Does a pharmacist have a similar right to refuse to dispense contraceptives in violation of his or her religious scruples? This isn’t clear from the above mentioned law. Nor is it obvious that such a right is implicit in the Free Exercise of Clause of the First Amendment, according to which neither Congress nor the states can prohibit the free exercise of religion.

In Employment Division of Oregon v. Smith (1989), the US Supreme Court decided that the Free Exercise Clause is not a get out of jail free card. If a law is neutral with regard to religion and applies the same to everyone regardless of religious identity or motives, then it is constitutional even if it interferes with some religious practice. For example, anyone can be prohibited from lighting a bonfire in a national forest or possessing and ingesting a hallucinogenic drug. It doesn’t matter if your motives are religious or merely recreational.

On the other hand, if an apparently neutral law is in fact specifically designed to target a religious practice, then it violates free exercise. In Church of Lukumi v. Hialeah (1992), the high court struck down a municipal ordinance that targeted the Santeria religion. The law allowed the killing of animals for almost any purpose except as a religious sacrifice.

In 2007, the Washington State Board of Pharmacy issued a rule compelling “pharmacies and pharmacists to dispense lawfully prescribed emergency contraceptives over their sincere religious beliefs.” In Stormans v. Selecky (2012), a federal district court in Tacoma, Washington struck down this anti-conscience clause.

It is often said that a pharmacist who is unwilling to fill a legal prescription should get out of the business.
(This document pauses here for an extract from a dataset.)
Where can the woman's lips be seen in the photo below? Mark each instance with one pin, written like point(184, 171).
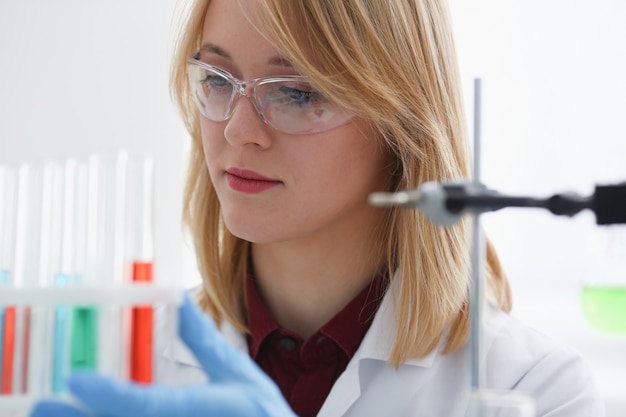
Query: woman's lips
point(249, 182)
In fact, pharmacists can refuse to stock a drug for fear of robbery (oxycodone), or because it is too expensive or involves too much paperwork, or because the pharmacy has an agreement with a manufacturer. The pharmacy can refuse to deliver medicine because it does not accept a patient’s particular insurance or because it does not accept Medicare or Medicaid.

Under the Washington Board’s rule, a pharmacy could be penalized for refusing to dispense a lawfully proscribed medicine only if the refusal were religiously motived. To prohibit an action precisely because of its religious motivation is a clear violation of free exercise. 

 

Dr. Ken Blanchard is a professor of Political Science at Northern State University and writes for the Aberdeen American News and the blog South Dakota Politics.

Comments

08:59 am - Wed, March 14 2012
Bernie Hunhoff said:
Interesting analysis of a complicated issue. I hadn't heard about the Washington case, and it seems to contradict today's mindset that religion trumps or excuses other factors.
10:07 pm - Sat, March 17 2012
Ken Blanchard said:
Thanks, Bernie. The issue is a delicate one. It is all the more difficult because the pressure from both sides of the cultural divide is intense.